"Mebalih sundih, We (Menonton cahaya, We)," tanpa komando kami serempak menyahuti pertanyaan We Tantra, yang sepertinya juga telah mengenali kami yang berbasah embun di kebun salak di malam gulita.
Mendengar jawaban kami, lelaki paruh baya itu pun ngeloyor pergi. Seakan ia telah paham dengan maksud dan tujuan kami, tengah malam rela kumpul di tengah rerimbunan. Ia berjalan ke arah timur sembari mengayunkan lampu penerang di genggamannya. Mungkin hendak menuju rumahnya.
Malam kian larut. Suara jengkrik mengering saling bersahutan di balik gundukan tanah. Ringkik belalang di ranting pepohonan turut melantunkan kidung alam. Sesekali, lolong anjing terdengar di kejauhan. Kunang-kunang berkelap-kelip menambah aura mistis malam itu. Kami tetap bertahan menanti munculnya sinar-sinar mistirius itu.
"Belum juga muncul", gumamku. Padahal, sehari sebelumnya, sekitar pukul 23.0 sudah ada beberapa sinar yang menari-nari menyerupa pesta kembang api di atas rumah duka. Lampu petromak yang menjadi penerang di rumah duka itu pun menjadi samar-samar, cahayanya timbul-tenggelam. Mungkin karena pengaruh 'sundih lak' itu.
Sekitar 30 menit sejak lenyapnya langkah We Tantra itu, tiba-tiba muncul lagi cahaya sinar yang redup dari arah barat menembus pekatnya malam. Sinarnya kian mendekat. Siapa lagi gerangan yang beraktivitas di tengah malam, pikirku. Rupanya, tak ada langkah kaki yang mengiringi. Tidak ada suara orang batuk-batuk yang terdengar. Hanya seberkas sinar yang kian mendekat.
Angin berembus kencang, menelisik sekujur tubuhku. Aku mulai merasakan dinginnya udara malam. Tiba-tiba, bulu kudukku jadi merinding ketika cahaya misterius itu sesaat berhenti tepat di hadapanku. Aku berusaha tetap tenang dan diam menyembunyikan rasa takutku di hadapan enam sahabatku yang lain.

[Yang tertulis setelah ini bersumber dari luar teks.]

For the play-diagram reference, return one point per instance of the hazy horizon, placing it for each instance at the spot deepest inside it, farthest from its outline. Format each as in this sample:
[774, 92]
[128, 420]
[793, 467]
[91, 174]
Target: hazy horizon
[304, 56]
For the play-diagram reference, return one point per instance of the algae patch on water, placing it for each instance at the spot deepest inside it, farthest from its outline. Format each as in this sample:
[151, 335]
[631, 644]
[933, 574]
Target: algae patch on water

Sesaat kemudian, tiba-tiba sinar misterius itu bergerak ke arah timur dari hadapan kami. Rupanya kejadian aneh ini dilihat juga oleh sahabat yang lain. "Lari...!" Entah siapa yang mengomando di antara kami, tiba-tiba kami sepakat bertujuh untuk lari di belantara hutan salak tanpa menghiraukan duri-durinya yang menggigiti tubuh kami.Â
Pokoknya, lari secepatnya menyelamatkan diri masing-masing, lalu masuk kamar dan mengunci pintu rapat-rapat. Sebagian sahabatku pulang ke rumahnya masing-masing, sedangkan aku bermalam di rumahnya I Ketut Yadnya. Ia memintaku bermalam di rumahnya. Rupanya keberaniannya ketika menakut-nakuti We Tantra tidak terbukti. Ia justru takut tidur sendiri, tak bernyali.
Malam kian larut, sinar lentera kian mengecil. Mungkin minyak tanahnya sudah mulai menipis dan akan habis. Kutarik selimut dan mencoba memejamkan mata melupakan kejadian yang baru saja dialami.Â
Rupanya sejirigen "tuak" yang dinikmati bersama sejak petang harinya di pinggir jalan di depan balai banjar tidak mempan membesarkan nyali kami untuk menghadapi kenyataan di luar dugaan itu.
Sekitar bulan Juni tahun 1989 itu, masyarakat Bali umumnya melaksanakan upacara Pitra Yadnya, 'Ngaben'. Saat itu, kata orang-orang tua masyarakat yang masih memiliki sawa diimbau oleh Parisada Hindu Darma Indonesia (PHDI) untuk melaksanakan upacara Pengabenan, karena akan ada upacara besar Panca Bali Krama di Pura Besakih. Masyarakat di kampungku di Banjar Pengawan, Desa Sibetan pun mematuhi imbauan dari PHDI itu. Beberapa keluarga melaksanakan yadnya tersebut secara serentak, yang dulu dikenal dengan istilah Sorogan.